自立とは何か。
先日、当院の診療方針についてブログに書いたところ、多くの反響を頂いた。
自立した健康づくりというと、頼ってはいけないと言う誤解を招くことも分かったので、詳しく説明しよう。
これは、何も医療に限ったことではない。
自分の人生に自分で責任を持つということ。
何か自分に困難と思われることが目の前に現れた時
「私は、小さい頃に母親に〜と言われたから〜。」
「私は、女だから〜」
「私は、頭が悪いから、〜」
と、自分の人生はすでに決まっていて、変えられないと思っている人たちがいる。
そうではない。潜在意識下で、今目の前にある課題に取り組みたくないので、一歩踏み出さない理由を探しているのである。
自分の人生は自分で創るのだ。
この理論は、アドラー心理学だ。
もちろん、過去のトラウマ、インナーチャイルドは癒した方が良いだろう。その上でも、やはり、今の自分は、自分が変えられるのだという価値観が大切だと思う。
その上で、人と人とが支え合う社会作りが大切だと思う。
自分が自立した上で、できることはする。できないことは人にお願いする。
逆もそうだ。人からお願いされて、できることはする。できないことは、他にお願いする。
今の社会は、極力自分だけで何とかしようとする。そして、事が重大になってから
専門家に頼る。それが、医者だったり、警察だったり、行政だったりする。
そんなに重大になる前に、家族や友人、隣近所の人に相談できたら、もっと軽く済んでいたいたでしょうに。
気軽に相談できない世の中というのは、生きづらい。それが、精神疾患の発症や自殺につながるのだと思う。
当院では、毎朝、ボウルメソッドと言って、一人ずつ1種類のフラワーエッセンスと1種類のインディゴエッセンスを選んで自分の感情をシェアする。
その時、現れるのは、あまり人に話したくない自分が抱えていることだったりもする。本人さえ気づいていない感情だったりする。
そんな感情や事柄を毎朝、何となく気軽にお互いシェアする。このことは、チームの感情整理に多いに役立っていると思う。

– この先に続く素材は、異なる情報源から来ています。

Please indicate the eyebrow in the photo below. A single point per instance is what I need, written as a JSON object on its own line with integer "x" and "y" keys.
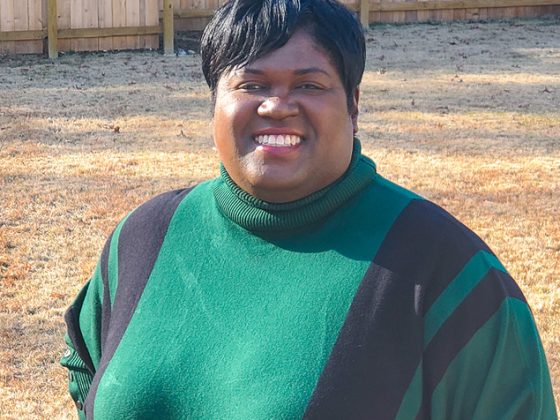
{"x": 298, "y": 72}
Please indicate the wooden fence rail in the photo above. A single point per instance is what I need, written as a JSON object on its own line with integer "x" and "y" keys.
{"x": 89, "y": 25}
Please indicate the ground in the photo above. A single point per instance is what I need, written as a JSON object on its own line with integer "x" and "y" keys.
{"x": 466, "y": 114}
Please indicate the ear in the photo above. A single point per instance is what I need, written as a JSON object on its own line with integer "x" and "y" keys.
{"x": 354, "y": 110}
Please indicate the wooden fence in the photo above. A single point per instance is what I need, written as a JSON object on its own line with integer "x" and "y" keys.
{"x": 37, "y": 26}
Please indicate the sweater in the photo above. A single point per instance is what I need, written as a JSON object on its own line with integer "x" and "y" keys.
{"x": 360, "y": 301}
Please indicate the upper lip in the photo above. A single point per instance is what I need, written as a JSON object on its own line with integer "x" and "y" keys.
{"x": 277, "y": 131}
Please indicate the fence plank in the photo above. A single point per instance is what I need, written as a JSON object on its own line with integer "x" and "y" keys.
{"x": 52, "y": 23}
{"x": 76, "y": 21}
{"x": 21, "y": 23}
{"x": 64, "y": 19}
{"x": 7, "y": 25}
{"x": 35, "y": 10}
{"x": 91, "y": 20}
{"x": 106, "y": 21}
{"x": 168, "y": 31}
{"x": 133, "y": 19}
{"x": 152, "y": 19}
{"x": 119, "y": 21}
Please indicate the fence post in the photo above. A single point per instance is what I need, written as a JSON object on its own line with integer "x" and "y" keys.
{"x": 168, "y": 31}
{"x": 364, "y": 13}
{"x": 52, "y": 29}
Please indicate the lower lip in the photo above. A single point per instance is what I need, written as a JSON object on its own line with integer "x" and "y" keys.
{"x": 277, "y": 150}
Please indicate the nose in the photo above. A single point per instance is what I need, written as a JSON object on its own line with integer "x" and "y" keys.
{"x": 277, "y": 107}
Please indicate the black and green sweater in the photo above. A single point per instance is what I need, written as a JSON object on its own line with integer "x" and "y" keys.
{"x": 361, "y": 301}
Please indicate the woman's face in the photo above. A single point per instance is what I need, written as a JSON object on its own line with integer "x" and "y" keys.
{"x": 282, "y": 125}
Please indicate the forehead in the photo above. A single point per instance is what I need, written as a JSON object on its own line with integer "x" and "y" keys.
{"x": 300, "y": 53}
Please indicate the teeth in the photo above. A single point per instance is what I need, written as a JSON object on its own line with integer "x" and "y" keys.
{"x": 281, "y": 140}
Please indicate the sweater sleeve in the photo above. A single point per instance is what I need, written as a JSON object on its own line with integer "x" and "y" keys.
{"x": 487, "y": 356}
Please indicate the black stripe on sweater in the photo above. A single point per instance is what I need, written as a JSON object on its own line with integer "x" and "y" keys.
{"x": 381, "y": 342}
{"x": 429, "y": 245}
{"x": 477, "y": 308}
{"x": 375, "y": 354}
{"x": 106, "y": 309}
{"x": 139, "y": 244}
{"x": 72, "y": 320}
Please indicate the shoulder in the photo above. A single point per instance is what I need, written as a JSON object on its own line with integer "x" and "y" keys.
{"x": 433, "y": 250}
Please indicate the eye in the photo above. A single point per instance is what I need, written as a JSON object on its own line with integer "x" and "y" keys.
{"x": 250, "y": 86}
{"x": 309, "y": 86}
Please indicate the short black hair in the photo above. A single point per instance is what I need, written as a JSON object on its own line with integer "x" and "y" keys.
{"x": 242, "y": 31}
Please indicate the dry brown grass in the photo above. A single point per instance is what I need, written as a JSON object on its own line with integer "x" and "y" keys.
{"x": 467, "y": 115}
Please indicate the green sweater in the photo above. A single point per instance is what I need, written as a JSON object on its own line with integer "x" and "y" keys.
{"x": 362, "y": 300}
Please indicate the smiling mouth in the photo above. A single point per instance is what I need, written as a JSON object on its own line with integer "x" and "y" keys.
{"x": 278, "y": 140}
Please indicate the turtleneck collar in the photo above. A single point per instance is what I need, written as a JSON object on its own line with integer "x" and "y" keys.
{"x": 258, "y": 215}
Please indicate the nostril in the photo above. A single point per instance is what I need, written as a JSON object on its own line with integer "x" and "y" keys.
{"x": 275, "y": 106}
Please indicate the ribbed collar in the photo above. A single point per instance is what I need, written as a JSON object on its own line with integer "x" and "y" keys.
{"x": 258, "y": 215}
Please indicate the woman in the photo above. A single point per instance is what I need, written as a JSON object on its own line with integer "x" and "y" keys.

森川すいめい先生や岡檀さんが書かれている自殺希少地域の特徴につながる。
「病、市へ出せ」徳島県の自殺希少地域で、昔から伝わる概念だと言う。
自分の身体も心も他人任せでなく、自分事として捉えて、その上で、周りの人に、気軽に相談できると良いと思う。
依存➡介入 自立➡尊重、支援(支え合う)
私とあなたが依存的関係であれば、それは、一方が一方に対して支配的な関係になりやすい。
私とあなたがそれぞれ自立していれば、それは、お互い尊重し合い、支え合うことができる。

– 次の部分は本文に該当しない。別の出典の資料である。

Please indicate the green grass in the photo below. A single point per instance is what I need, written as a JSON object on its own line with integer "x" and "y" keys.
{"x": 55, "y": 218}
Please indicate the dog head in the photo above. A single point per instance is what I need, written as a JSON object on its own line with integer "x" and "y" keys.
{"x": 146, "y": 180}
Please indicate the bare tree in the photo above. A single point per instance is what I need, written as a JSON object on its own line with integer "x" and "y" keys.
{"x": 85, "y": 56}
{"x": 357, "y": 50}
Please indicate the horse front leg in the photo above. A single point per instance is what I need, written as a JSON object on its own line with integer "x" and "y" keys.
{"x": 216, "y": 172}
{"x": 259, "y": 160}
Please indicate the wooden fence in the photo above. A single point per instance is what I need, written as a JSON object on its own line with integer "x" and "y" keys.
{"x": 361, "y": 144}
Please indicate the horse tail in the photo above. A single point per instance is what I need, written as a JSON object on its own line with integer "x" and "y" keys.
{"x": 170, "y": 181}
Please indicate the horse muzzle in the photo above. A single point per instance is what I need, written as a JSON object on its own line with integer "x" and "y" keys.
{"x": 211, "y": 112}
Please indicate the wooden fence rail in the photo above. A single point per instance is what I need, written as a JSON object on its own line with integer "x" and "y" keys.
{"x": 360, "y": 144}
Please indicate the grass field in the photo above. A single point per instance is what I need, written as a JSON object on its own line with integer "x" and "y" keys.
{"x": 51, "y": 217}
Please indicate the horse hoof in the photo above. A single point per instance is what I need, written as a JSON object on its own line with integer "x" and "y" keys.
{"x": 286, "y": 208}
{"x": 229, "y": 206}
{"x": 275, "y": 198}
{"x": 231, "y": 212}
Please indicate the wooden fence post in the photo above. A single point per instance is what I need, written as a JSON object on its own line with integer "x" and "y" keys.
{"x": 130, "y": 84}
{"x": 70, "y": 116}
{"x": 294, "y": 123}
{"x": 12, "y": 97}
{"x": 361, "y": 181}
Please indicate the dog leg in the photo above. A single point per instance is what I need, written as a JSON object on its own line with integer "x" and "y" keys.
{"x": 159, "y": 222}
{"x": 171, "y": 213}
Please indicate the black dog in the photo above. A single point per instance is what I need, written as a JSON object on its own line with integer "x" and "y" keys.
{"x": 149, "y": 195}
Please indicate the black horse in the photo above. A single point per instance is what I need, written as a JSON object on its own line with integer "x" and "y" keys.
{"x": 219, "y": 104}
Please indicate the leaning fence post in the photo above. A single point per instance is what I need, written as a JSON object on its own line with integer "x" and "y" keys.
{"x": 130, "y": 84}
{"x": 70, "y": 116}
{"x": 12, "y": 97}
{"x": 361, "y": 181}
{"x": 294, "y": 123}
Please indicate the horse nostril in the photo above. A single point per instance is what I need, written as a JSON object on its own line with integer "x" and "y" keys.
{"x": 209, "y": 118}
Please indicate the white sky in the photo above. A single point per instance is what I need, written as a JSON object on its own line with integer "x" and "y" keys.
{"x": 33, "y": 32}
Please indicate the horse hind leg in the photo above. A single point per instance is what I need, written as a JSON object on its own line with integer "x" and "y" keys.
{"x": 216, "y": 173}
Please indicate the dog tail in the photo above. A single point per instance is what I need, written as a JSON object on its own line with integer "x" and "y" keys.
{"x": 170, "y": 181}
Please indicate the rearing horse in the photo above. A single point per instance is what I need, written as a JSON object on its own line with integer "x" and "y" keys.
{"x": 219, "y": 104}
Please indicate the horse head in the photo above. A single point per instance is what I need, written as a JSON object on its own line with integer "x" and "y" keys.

医師患者関係を車の運転に喩えると分かりやすい。この喩えは、以前、自治医大でお世話になった先輩から教わった。
車の運転席には、患者さんしか乗れない。アクセルもブレーキも患者さんしか踏めない。
医者や看護師は、助手席や後部座席に乗って、ナビゲーションの役割をするだけだ。
最初は教習車で、いざとなったら、助手席にいる医者は、ブレーキを踏む役割をするかもしれない。
教習車から一般車になれば、もうブレーキを踏むこともできない。
そのうち、一人で運転できるようになれば、助手席・後部座席から、医者も看護師も降りる。
そこが卒業である。
そして、いつでも心細くなったら、家族や友人、医者・看護師を車に乗せて、道案内をお願いすれば良い。

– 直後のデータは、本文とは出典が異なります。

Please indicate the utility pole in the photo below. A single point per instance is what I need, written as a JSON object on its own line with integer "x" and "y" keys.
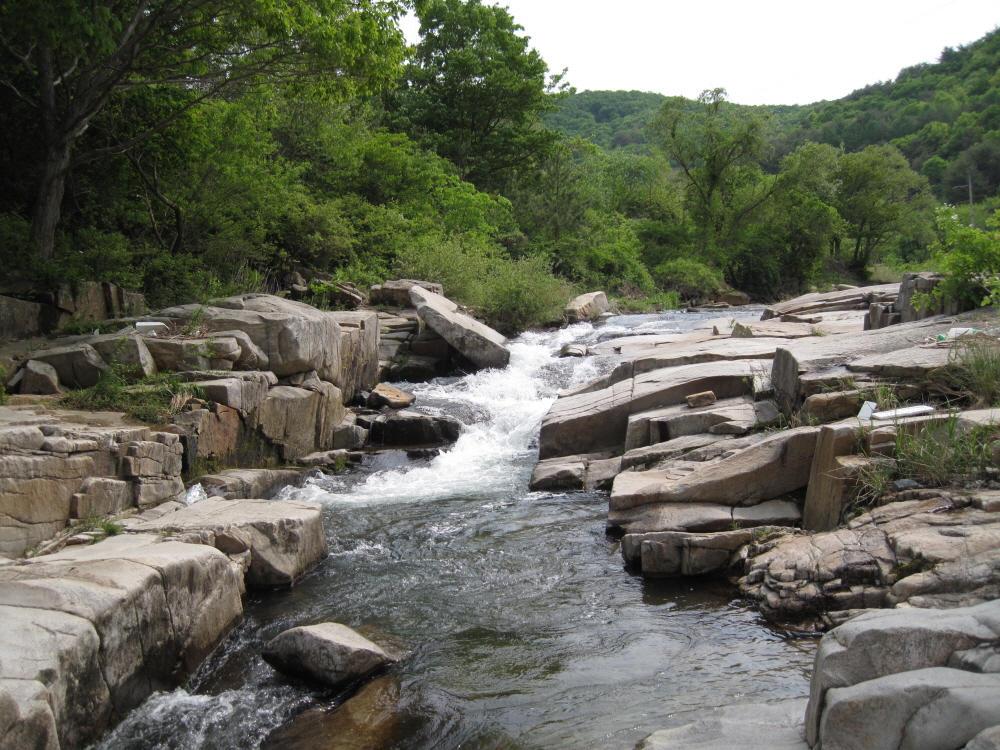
{"x": 972, "y": 211}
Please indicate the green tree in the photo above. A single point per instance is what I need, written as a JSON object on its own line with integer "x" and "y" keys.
{"x": 881, "y": 200}
{"x": 67, "y": 59}
{"x": 718, "y": 151}
{"x": 475, "y": 92}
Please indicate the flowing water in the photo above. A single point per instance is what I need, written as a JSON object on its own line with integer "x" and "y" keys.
{"x": 520, "y": 626}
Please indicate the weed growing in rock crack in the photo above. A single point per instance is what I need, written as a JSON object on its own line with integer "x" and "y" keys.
{"x": 147, "y": 399}
{"x": 972, "y": 374}
{"x": 938, "y": 453}
{"x": 197, "y": 318}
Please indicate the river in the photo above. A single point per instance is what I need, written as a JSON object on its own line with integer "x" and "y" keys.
{"x": 520, "y": 625}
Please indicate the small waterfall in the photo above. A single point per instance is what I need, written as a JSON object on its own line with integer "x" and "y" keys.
{"x": 520, "y": 625}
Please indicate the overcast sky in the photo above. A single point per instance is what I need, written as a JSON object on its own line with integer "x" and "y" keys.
{"x": 768, "y": 52}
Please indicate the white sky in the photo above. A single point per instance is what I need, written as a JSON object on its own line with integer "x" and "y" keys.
{"x": 767, "y": 52}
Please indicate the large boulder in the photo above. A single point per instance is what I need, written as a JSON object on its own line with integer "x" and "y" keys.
{"x": 412, "y": 428}
{"x": 586, "y": 307}
{"x": 329, "y": 653}
{"x": 128, "y": 350}
{"x": 852, "y": 298}
{"x": 591, "y": 421}
{"x": 78, "y": 365}
{"x": 359, "y": 342}
{"x": 299, "y": 421}
{"x": 894, "y": 642}
{"x": 479, "y": 343}
{"x": 396, "y": 293}
{"x": 771, "y": 467}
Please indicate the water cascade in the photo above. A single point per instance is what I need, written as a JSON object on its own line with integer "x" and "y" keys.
{"x": 520, "y": 626}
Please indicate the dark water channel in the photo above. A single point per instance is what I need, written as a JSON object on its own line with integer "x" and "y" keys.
{"x": 521, "y": 626}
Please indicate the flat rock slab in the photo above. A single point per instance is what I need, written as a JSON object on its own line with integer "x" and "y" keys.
{"x": 772, "y": 467}
{"x": 474, "y": 340}
{"x": 329, "y": 653}
{"x": 91, "y": 631}
{"x": 855, "y": 567}
{"x": 771, "y": 726}
{"x": 595, "y": 421}
{"x": 702, "y": 517}
{"x": 914, "y": 362}
{"x": 293, "y": 336}
{"x": 816, "y": 355}
{"x": 285, "y": 538}
{"x": 842, "y": 299}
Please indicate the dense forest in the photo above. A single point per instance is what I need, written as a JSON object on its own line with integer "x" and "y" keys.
{"x": 195, "y": 148}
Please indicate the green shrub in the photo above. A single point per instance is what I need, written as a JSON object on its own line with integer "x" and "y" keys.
{"x": 689, "y": 278}
{"x": 969, "y": 259}
{"x": 522, "y": 293}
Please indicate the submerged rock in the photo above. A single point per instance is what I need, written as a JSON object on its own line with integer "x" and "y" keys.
{"x": 329, "y": 653}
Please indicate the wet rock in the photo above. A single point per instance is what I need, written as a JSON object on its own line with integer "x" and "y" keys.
{"x": 300, "y": 421}
{"x": 566, "y": 473}
{"x": 371, "y": 719}
{"x": 329, "y": 653}
{"x": 93, "y": 630}
{"x": 294, "y": 336}
{"x": 587, "y": 307}
{"x": 593, "y": 421}
{"x": 705, "y": 398}
{"x": 359, "y": 342}
{"x": 573, "y": 350}
{"x": 412, "y": 428}
{"x": 679, "y": 553}
{"x": 241, "y": 484}
{"x": 477, "y": 342}
{"x": 771, "y": 726}
{"x": 988, "y": 739}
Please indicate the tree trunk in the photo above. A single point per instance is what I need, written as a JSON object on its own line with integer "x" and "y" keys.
{"x": 49, "y": 203}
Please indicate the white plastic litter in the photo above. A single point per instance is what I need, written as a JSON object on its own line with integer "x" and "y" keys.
{"x": 953, "y": 332}
{"x": 867, "y": 409}
{"x": 150, "y": 327}
{"x": 194, "y": 494}
{"x": 906, "y": 411}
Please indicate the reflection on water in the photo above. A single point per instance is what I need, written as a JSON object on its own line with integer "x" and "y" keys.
{"x": 521, "y": 628}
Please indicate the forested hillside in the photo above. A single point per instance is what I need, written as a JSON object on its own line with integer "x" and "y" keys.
{"x": 945, "y": 118}
{"x": 149, "y": 145}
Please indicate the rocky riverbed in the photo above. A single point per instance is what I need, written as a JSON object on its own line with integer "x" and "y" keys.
{"x": 686, "y": 427}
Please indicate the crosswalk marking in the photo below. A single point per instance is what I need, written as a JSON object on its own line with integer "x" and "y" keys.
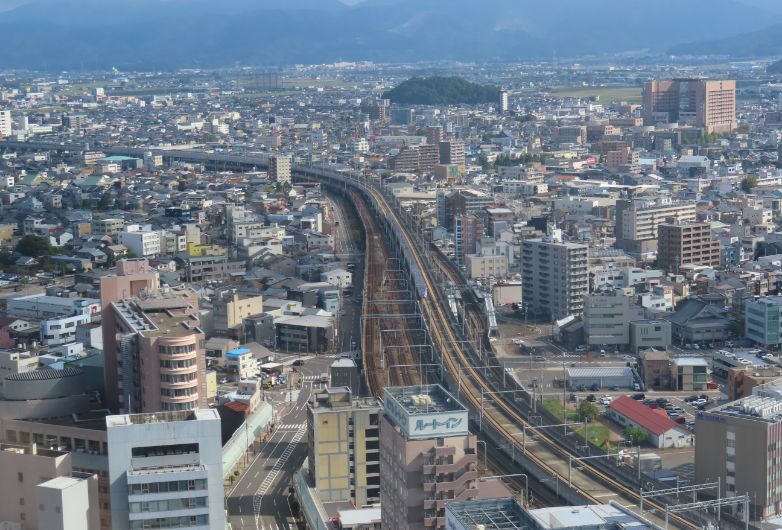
{"x": 272, "y": 475}
{"x": 291, "y": 426}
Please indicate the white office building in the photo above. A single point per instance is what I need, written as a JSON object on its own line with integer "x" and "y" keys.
{"x": 555, "y": 277}
{"x": 6, "y": 124}
{"x": 64, "y": 502}
{"x": 142, "y": 243}
{"x": 165, "y": 470}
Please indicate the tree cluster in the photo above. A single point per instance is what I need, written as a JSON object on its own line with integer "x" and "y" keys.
{"x": 441, "y": 90}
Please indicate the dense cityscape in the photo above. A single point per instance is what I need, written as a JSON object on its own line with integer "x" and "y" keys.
{"x": 497, "y": 295}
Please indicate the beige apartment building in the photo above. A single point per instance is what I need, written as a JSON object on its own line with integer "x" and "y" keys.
{"x": 427, "y": 457}
{"x": 709, "y": 104}
{"x": 161, "y": 351}
{"x": 344, "y": 446}
{"x": 485, "y": 266}
{"x": 280, "y": 168}
{"x": 83, "y": 436}
{"x": 133, "y": 278}
{"x": 739, "y": 445}
{"x": 688, "y": 243}
{"x": 555, "y": 277}
{"x": 108, "y": 227}
{"x": 637, "y": 222}
{"x": 27, "y": 469}
{"x": 229, "y": 310}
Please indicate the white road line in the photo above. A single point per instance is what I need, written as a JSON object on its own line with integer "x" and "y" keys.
{"x": 275, "y": 471}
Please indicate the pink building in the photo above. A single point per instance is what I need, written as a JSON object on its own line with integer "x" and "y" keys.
{"x": 25, "y": 469}
{"x": 160, "y": 352}
{"x": 133, "y": 278}
{"x": 427, "y": 457}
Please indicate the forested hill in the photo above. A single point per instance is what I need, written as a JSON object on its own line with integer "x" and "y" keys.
{"x": 441, "y": 91}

でも、あくまでも、自分の車は自分でエンジンをかけ、自分でアクセルを踏み、必要な時にブレーキを踏む。
そして、目的地はもちろん、自分で設定するのだ。
私は、あなたの車のエンジンをかけることもできないし、目的地を設定することもできない。
エンジンをかけていない車をナビして欲しいと言われたときには、無力感に襲われる。
でも、不安で、エンジンをかけられない人もいる。初めて車に乗るのは怖いのだ。
だから、私たちは、車のエンジンのかけ方、道路標識などを伝える学びの場を提供する。
学びさえすれば、みんな運転できるのだから。